Si c’est marginal, pourquoi le Premier ministre a-t-il également exprimé le souhait d’interdire le foulard à l’université ? Il mène un combat dur pour une stricte laïcité, alors que vous semblez plus modérée…

Manuel Valls a son identité politique, et moi, j’ai la mienne. Pour lui, l’essor de l’islam radical est le combat central. Pour moi, la société française est d’abord minée par le repli identitaire, le ressentiment à l’égard des musulmans. Je suis convaincue que donner la priorité à ce second combat est le meilleur moyen de faire durablement reculer l’islam radical, qui enfante des monstres, le djihadisme, le terrorisme. Il y a une responsabilité des musulmans à combattre ce cancer obscurantiste, mais cela n’a rien à voir avec l’injonction qui leur est faite de se désolidariser des terroristes, qui est scandaleuse, car elle présuppose une complaisance généralisée alors que c’est l’inverse.

Affirmez-vous votre identité politique en vue des échéances électorales qui arrivent, notamment de la primaire de la gauche ?

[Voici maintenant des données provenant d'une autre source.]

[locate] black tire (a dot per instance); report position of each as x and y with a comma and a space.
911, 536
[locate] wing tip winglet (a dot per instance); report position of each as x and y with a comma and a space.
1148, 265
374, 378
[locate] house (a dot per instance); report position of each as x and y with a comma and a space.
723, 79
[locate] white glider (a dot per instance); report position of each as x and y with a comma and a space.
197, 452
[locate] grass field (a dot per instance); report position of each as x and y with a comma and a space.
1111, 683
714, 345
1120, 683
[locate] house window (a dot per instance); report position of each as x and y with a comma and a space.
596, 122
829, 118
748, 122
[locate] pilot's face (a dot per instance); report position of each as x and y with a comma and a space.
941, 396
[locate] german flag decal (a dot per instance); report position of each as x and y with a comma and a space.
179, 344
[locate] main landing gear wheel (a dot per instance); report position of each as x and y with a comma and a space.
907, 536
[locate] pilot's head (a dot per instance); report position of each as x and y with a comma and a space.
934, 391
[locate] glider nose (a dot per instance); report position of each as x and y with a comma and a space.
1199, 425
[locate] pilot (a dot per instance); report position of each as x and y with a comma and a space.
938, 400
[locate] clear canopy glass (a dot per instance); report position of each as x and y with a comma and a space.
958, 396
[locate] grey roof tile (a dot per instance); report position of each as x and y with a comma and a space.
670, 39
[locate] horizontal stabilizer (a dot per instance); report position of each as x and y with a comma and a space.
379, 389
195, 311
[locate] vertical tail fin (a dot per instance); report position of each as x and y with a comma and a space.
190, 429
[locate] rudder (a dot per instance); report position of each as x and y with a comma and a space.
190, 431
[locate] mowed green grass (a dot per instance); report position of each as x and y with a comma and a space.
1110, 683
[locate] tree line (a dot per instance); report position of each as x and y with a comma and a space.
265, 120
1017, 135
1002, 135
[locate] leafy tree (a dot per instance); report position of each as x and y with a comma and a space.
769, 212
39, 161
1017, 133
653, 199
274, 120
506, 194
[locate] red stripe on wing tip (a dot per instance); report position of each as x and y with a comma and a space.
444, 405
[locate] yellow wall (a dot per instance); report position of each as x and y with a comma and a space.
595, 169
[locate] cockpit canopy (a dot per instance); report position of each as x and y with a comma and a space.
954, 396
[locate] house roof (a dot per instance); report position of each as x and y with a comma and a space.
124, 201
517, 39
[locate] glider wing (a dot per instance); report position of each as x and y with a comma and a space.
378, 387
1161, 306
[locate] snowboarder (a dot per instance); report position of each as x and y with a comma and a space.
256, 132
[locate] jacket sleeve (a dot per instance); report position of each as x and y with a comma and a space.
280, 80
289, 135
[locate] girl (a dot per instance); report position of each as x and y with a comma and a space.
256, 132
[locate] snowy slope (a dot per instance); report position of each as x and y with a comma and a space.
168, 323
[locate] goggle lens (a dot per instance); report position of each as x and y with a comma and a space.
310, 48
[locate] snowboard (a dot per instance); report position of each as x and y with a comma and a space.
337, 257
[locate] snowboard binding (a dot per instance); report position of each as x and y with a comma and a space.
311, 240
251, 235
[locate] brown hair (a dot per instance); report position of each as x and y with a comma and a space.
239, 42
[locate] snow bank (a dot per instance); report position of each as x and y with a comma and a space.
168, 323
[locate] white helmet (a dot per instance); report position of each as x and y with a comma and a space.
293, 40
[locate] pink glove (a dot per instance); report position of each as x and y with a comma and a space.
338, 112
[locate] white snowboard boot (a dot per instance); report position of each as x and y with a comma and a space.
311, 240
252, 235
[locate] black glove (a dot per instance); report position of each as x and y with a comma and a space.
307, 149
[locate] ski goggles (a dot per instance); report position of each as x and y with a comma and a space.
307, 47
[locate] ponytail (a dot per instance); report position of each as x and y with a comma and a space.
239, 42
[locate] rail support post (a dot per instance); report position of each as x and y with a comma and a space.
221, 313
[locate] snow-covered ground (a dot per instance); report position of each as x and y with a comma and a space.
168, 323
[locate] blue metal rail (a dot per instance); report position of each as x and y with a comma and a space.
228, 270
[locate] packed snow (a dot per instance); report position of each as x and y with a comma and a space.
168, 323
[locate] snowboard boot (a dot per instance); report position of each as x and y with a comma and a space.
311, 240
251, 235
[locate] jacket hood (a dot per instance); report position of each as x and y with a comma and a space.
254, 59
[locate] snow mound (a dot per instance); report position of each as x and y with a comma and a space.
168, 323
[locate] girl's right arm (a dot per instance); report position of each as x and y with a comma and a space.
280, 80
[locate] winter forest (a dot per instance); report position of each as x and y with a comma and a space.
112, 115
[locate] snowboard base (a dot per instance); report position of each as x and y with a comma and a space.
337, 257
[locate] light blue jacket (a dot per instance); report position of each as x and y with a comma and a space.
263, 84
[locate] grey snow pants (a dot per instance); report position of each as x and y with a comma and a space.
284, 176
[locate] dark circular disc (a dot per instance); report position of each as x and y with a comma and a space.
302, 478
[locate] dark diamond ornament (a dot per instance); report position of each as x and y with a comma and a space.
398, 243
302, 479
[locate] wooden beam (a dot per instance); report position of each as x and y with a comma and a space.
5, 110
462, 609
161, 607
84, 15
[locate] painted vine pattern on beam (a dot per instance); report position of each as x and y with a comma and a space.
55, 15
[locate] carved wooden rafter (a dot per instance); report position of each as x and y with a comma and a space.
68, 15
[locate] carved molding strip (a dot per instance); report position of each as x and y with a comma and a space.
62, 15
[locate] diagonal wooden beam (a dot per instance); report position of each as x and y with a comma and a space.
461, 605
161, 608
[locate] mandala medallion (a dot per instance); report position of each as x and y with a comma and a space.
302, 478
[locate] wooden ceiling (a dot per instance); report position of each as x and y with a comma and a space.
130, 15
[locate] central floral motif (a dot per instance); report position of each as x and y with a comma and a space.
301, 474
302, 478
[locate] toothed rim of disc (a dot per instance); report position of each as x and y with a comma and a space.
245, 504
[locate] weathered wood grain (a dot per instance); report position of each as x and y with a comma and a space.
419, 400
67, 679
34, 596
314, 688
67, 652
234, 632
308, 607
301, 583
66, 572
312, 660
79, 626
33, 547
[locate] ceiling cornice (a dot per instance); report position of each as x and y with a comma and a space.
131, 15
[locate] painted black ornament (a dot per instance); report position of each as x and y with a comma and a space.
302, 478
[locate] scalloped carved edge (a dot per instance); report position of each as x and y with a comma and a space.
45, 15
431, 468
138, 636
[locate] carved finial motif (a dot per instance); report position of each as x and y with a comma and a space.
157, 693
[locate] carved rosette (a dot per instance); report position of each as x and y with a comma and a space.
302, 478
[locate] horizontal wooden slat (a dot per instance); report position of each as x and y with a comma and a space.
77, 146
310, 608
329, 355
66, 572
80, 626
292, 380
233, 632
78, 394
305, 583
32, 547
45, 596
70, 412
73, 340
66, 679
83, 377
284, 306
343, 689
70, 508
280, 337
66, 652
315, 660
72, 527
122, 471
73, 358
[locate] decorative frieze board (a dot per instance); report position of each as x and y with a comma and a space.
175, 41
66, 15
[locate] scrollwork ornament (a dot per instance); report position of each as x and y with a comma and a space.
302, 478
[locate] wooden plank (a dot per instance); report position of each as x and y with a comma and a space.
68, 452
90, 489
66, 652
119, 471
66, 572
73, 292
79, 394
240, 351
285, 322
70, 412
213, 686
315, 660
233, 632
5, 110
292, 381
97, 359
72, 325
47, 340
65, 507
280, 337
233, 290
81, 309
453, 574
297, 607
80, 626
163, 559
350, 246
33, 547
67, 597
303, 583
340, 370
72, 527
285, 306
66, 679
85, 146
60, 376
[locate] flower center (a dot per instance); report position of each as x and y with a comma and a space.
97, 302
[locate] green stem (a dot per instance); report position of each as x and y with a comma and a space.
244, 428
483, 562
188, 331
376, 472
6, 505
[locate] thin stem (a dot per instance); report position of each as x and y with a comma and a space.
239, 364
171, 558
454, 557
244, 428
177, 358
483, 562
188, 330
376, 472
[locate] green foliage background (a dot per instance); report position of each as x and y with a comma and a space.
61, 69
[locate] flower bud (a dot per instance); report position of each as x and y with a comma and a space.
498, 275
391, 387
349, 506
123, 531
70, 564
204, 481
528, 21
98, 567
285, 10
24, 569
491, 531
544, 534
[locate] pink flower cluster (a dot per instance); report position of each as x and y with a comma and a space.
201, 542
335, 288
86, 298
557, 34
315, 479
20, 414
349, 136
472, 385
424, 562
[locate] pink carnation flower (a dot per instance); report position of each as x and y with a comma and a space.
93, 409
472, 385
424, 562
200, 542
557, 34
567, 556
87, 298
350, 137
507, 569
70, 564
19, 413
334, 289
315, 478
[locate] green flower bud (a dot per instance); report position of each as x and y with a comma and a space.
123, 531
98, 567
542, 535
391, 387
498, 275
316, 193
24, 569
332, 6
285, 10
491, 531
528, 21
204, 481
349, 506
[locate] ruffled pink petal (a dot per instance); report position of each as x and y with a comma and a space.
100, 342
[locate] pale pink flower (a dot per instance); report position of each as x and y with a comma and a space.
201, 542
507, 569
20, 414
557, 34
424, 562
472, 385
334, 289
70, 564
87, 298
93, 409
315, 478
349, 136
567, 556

Non, je ne suis pas candidate à la primaire. Il y a suffisamment de candidats et de dissonances pour ne pas en rajouter. Il faut se rassembler derrière le plus légitime : le président de la République. La primaire est l’occasion d’un sursaut, pour peu qu’elle tranche la question de l’orientation politique et de son incarnation pour gagner la présidentielle. Si elle devient l’enjeu de positionnements tactiques pour ceux qui jouent l’après-défaite, la machine à gagner devient une redoutable machine à perdre.

L’émiettement de la gauche s’est traduit par un nombre important de démissions de ministres. Comment expliquez-vous ce rétrécissement de la base politique du gouvernement ?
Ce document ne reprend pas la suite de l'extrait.